We didn’t measure individual reaction times for questions so using RT modelling isn’t an option. Modelling carelessness in other ways (e.g., modelling it as a latent tendency) would be fascinating, but I don’t endorse the assumptions we’d need to model carelessness as a latent variable. (I like how Rohrer & Paulewicz 2025 point out that latent variable modelling requires making some strong assumptions.) So even though we could try to model carelessness, I currently don’t think we should do so.
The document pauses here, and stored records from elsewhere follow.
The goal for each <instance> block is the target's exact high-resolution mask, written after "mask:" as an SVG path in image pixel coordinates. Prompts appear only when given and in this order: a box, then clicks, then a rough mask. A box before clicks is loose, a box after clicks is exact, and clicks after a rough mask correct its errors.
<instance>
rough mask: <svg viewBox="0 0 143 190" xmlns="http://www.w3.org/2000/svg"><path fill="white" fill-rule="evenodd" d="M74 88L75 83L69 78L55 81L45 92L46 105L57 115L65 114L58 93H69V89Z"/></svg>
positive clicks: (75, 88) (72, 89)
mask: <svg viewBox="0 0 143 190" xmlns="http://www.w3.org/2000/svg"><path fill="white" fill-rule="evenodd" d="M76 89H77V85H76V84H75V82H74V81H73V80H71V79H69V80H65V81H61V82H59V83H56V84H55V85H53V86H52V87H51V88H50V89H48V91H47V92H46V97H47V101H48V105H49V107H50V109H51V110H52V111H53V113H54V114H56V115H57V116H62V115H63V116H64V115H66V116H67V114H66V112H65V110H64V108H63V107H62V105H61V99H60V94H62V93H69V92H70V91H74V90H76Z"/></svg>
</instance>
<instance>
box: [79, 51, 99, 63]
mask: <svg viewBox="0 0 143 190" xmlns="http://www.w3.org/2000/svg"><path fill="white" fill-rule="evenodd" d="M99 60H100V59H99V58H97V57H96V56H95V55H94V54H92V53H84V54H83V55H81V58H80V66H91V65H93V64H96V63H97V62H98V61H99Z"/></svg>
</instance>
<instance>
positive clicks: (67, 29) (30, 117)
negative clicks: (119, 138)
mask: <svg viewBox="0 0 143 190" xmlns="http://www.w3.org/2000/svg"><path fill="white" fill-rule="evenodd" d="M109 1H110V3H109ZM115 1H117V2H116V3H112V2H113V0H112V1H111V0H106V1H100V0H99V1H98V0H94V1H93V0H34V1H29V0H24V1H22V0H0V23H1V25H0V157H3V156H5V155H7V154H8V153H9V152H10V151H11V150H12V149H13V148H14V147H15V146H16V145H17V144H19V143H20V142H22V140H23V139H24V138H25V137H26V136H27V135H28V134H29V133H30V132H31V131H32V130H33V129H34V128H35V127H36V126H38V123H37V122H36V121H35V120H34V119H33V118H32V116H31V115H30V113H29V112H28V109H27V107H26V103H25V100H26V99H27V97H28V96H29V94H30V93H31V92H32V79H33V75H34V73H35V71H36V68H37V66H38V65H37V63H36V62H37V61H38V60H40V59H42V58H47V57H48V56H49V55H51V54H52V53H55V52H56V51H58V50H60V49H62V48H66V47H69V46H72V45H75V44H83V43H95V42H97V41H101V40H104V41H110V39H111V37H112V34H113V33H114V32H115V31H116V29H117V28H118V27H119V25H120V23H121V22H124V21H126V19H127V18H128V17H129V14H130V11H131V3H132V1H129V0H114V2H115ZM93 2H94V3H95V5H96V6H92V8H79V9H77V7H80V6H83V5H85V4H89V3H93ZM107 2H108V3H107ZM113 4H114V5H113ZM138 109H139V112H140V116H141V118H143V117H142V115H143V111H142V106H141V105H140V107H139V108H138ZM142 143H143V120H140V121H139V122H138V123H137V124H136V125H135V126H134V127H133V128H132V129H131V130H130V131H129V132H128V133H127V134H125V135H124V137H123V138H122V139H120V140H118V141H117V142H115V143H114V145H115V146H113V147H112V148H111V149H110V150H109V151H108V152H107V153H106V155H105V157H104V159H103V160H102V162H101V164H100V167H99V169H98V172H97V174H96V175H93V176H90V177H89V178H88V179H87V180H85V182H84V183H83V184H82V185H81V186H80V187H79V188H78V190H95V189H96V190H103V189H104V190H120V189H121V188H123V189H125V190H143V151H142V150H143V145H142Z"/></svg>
The headline results were designed such that it would be very unlikely for participants selecting at random to meet our definition of “consistent and concerning” endorsers. In the main piece, the focus is on who agreed with the hell question, AND selected “Forever” for the duration question (the last of 11 options), AND selected 1% or more for the proportion question. The supplementary materials additionally report those who endorse BOTH the “endorses system” question and “would create” question, AND selected “Forever” for the duration question (the last of 11 options), AND selected 1% or more for the proportion question. Partly due to the design of these “headline” results variables, the proportion of the sample meeting our definition of “consistent and concerning” turned out to be robust to the removal of all attention checks (i.e., the inclusion of everyone who didn’t drop out before the questions of interest, with no filtering).
Regarding the other things in the list you linked to from that LLM chat, though, we did do most of those things. For example, we included unobtrusive checks and multiple different quality measures, not just attention checks—I’d be interested in your thoughts on the checks outlined in our supplementary folder. And importantly, for our headline results, we did sensitivity analyses and shared the results (including confidence intervals) in our supplementary materials folder.
(Also, just to address the point about the N varying between questions—that’s because different numbers of participants completed some questions; slightly fewer completed the duration and hell questions because we had tested different wordings for both questions early in the study, before they were replaced with new versions that were used for the rest of the study.)
Would be happy to answer follow-up questions too. Thanks!